Oturduğu evin etrafından geçenler bile onun yaydığı kötü enerjiden rahatsız olurlar.
Rabbimiz, sevgili peygamberimize:
فَبِمَا رَحْمَةٍ مِنَ اللَّهِ لِنْتَ لَهُمْ وَلَوْ كُنْتَ فَظًّا غَلِيظَ الْقَلْبِ لَانْفَضُّوا مِنْ حَوْلِكَ فَاعْفُ عَنْهُمْ وَاسْتَغْفِرْ لَهُمْ وَشَاوِرْهُمْ فِي الْأَمْرِ فَإِذَا عَزَمْتَ فَتَوَكَّلْ عَلَى اللَّهِ إِنَّ اللَّهَ يُحِبُّ الْمُتَوَكِّلِينَ
“Allah'ın rahmetinden dolayı Sen (Uhud'da) onlara yumuşak davrandın. Şayet Sen kaba, katı kalpli olsaydın onlar muhakkak çevrenden dağılır giderlerdi. Onları bağışla, (Allah katında) bağışlanmalarını dile ve onlarla iş konusunda müşavere et. Bir kere de azmettin mi, Allah'a tevekkül et. Şüphesiz Allah tevekkül edenleri sever.” (Al-i Imran süresi ayate 3/159) buyurmuş.

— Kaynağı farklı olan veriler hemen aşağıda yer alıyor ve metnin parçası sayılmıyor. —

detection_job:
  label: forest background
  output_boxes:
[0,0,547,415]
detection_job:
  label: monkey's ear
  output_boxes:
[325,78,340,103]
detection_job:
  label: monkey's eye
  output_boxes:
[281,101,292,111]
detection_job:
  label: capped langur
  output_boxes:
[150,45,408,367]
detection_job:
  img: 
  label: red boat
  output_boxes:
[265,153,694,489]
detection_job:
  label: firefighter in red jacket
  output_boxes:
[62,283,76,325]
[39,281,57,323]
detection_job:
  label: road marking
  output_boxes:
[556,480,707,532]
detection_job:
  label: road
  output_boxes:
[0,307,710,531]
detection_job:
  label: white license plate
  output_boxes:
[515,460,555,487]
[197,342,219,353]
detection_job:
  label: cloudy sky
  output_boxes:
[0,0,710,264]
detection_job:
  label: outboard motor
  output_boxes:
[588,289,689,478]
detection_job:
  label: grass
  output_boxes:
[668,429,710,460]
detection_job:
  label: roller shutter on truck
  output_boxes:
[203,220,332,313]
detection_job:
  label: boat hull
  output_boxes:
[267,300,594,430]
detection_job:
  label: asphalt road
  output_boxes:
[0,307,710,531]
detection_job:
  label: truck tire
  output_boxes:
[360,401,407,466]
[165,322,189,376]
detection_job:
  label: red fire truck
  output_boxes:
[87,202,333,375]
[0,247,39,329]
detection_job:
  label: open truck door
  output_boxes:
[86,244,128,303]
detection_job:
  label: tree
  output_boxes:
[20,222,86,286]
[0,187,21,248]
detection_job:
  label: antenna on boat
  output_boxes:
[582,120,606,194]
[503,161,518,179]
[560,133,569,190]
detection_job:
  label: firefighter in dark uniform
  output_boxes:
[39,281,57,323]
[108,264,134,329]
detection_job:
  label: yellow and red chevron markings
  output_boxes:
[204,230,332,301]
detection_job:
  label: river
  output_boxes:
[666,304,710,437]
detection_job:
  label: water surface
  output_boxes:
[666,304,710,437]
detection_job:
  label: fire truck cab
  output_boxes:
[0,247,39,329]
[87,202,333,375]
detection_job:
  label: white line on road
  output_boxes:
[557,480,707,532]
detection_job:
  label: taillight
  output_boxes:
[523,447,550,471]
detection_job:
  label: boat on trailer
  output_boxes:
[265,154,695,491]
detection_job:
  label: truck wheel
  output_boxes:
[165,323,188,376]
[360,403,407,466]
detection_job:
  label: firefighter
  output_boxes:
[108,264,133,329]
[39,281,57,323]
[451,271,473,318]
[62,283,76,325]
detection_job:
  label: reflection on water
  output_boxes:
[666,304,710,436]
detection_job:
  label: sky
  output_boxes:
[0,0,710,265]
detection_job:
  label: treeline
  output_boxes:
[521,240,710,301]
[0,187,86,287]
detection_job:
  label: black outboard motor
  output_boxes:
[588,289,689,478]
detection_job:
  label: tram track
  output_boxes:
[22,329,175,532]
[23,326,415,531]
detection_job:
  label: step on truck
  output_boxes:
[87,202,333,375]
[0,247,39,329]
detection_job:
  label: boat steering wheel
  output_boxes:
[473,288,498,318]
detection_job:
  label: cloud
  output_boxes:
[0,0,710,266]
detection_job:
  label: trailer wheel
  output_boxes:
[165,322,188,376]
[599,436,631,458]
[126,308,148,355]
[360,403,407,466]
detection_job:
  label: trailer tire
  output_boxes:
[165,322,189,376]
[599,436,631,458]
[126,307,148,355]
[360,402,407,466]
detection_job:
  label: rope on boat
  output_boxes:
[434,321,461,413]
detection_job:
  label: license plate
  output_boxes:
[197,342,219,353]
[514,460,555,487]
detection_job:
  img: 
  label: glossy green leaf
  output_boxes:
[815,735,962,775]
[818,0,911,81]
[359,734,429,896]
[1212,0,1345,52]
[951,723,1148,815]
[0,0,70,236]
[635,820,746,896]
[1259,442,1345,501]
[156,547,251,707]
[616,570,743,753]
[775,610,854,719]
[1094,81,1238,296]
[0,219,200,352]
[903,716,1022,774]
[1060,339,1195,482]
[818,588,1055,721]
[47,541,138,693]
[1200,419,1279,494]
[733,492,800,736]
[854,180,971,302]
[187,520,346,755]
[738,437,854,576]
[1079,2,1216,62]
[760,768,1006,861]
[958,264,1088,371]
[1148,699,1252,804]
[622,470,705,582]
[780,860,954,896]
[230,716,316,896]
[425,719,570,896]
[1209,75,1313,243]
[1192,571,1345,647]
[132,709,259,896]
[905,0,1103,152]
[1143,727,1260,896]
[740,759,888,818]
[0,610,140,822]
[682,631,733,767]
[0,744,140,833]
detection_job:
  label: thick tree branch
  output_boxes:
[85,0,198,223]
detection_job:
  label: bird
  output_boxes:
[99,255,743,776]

Çıkın dışarıya, katılın insanların arasına, gözünüzden güven ve sevgi saçılsın çarşıya, elinizden cömertlik, kararlarınızdan adalet yayılsın şehrinize.
Denizde balıklar, havada kuşlar, karada karıncalar bile bayram etsinler yeryüzünün gökyüzüne uçurduğu sevgi, saygı, güven, ülfet, muhabbet, adalet…nurlarından.
Rabbimiz buyurur:
فَادْخُلِي فِي عِبَادِي
“Gir kullarımın arasına,
وَادْخُلِي جَنَّتِي
“Gir cen¬netime.” (Fecr süresi ayet 29-30)
Yeni doğan çocuk, hastahanenin doğum servisini bile sevgiyle donatır.
Dili yoktur ama altı ay dilsiz konuşarak mahalleyi mutlu eder.
Evde sümbül olsa bir haftada solar ama, altı ay sessiz sevgisiyle, gözlerden çıkardığı muhabbet ışığıyla gönülleri aydınlatır çocuk.
Altı aydan sonra onu da kendimize benzetmeye başladığımız anda, safiyetini bozmaya başlarız.
Çocukluk safiyetimiz, madenimizde, ruh cevherimizde, gönül dünyamızda var ama üstüne koltuk koymuşuz, parayla kapatmışız, şöhretle yaldızlamışız.
Silkiniversek, onlar altımızda kalacak, bize hizmet edecek ve safiyetimiz ortaya çıkacak.